G6pd N126D Variant Increases the Risk of Developing VEGFR (Vascular Endothelial Growth Factor Receptor) Blocker‐Induced Pulmonary Vascular Disease

Background G6PD (glucose‐6‐phosphate‐dehydrogenase) is a key enzyme in the glycolytic pathway and has been implicated in the pathogenesis of cancer and pulmonary hypertension‐associated vascular remodeling. Here, we investigated the role of an X‐linked G6pd mutation (N126D polymorphism), which is known to increase the risk of cardiovascular disease in individuals from sub‐Saharan Africa and many others with African ancestry, in the pathogenesis of pulmonary hypertension induced by a vascular endothelial cell growth factor receptor blocker used for treating cancer. Methods and Results CRISPR‐Cas9 genome editing was used to generate the G6pd variant (N126D; G6pd N126D ) in rats. A single dose of the vascular endothelial cell growth factor receptor blocker sugen‐5416 (SU; 20 mg/kg in DMSO), which is currently in a Phase 2/3 clinical trial for cancer treatment, was subcutaneously injected into G6pd N126D rats and their wild‐type littermates. After 8 weeks of normoxic conditions, right ventricular pressure and hypertrophy, pulmonary artery remodeling, the metabolic profile, and cytokine expression were assessed. Right ventricular pressure and pulmonary arterial wall thickness were increased in G6PD N126D +SU/normoxic rats.
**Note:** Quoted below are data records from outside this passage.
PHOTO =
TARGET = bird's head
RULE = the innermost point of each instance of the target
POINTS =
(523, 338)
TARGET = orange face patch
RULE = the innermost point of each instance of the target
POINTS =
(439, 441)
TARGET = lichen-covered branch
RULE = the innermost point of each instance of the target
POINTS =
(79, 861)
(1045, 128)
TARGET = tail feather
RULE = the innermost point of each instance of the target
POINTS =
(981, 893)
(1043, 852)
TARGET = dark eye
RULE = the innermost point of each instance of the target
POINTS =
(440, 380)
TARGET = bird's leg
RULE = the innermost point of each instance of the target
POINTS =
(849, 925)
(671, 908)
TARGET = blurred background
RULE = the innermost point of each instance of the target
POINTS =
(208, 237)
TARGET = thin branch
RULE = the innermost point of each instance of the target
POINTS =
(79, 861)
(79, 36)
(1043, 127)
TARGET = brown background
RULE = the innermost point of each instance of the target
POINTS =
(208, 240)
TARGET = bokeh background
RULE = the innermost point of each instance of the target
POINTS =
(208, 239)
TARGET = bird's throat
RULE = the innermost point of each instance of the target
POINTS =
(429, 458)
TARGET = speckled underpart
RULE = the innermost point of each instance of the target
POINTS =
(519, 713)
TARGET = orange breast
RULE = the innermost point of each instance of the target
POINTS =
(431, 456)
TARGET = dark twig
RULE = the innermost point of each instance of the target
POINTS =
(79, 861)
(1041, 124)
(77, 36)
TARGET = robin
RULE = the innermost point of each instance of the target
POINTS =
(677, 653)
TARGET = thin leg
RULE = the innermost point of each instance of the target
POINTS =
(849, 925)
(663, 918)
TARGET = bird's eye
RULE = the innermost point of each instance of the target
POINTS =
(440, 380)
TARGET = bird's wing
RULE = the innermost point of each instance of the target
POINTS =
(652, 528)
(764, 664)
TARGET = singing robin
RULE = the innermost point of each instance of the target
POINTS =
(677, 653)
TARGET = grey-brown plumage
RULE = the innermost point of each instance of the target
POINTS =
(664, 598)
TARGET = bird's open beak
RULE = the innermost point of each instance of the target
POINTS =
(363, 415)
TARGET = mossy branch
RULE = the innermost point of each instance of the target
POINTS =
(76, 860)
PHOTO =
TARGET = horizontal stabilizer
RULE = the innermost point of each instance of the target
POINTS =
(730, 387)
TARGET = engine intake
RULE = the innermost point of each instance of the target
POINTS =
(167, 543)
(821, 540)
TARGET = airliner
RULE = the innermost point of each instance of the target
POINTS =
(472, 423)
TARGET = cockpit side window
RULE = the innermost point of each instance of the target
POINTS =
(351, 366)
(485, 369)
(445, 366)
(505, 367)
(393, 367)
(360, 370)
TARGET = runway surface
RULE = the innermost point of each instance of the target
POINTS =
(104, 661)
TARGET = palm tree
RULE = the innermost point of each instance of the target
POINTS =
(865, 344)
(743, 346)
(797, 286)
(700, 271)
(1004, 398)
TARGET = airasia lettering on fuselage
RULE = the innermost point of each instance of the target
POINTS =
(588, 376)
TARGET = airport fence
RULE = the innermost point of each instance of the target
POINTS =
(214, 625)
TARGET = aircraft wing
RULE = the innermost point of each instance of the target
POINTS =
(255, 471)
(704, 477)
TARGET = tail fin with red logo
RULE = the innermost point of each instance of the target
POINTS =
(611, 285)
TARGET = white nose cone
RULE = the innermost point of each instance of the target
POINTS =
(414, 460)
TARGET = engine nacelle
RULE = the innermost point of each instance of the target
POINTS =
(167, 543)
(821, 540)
Simultaneously, levels of oxidized glutathione, inositol triphosphate, and intracellular Ca 2+ were increased in the lungs of G6PD N126D +SU/normoxic rats, whereas nitric oxide was decreased. Also increased in G6PD N126D +SU/normoxic rats were pulmonary levels of plasminogen activator inhibitor‐1, thrombin‐antithrombin complex, and expression of proinflammatory cytokines CCL3 (chemokine [C‐C motif] ligand), CCL5, and CCL7. Conclusions Our results suggest G6PD N126D increases inositol triphosphate‐Ca 2+ signaling, inflammation, thrombosis, and hypertrophic pulmonary artery remodeling in SU‐treated rats. This suggests an increased risk of vascular endothelial cell growth factor receptor blocker‐induced pulmonary hypertension in those carrying this G6PD variant.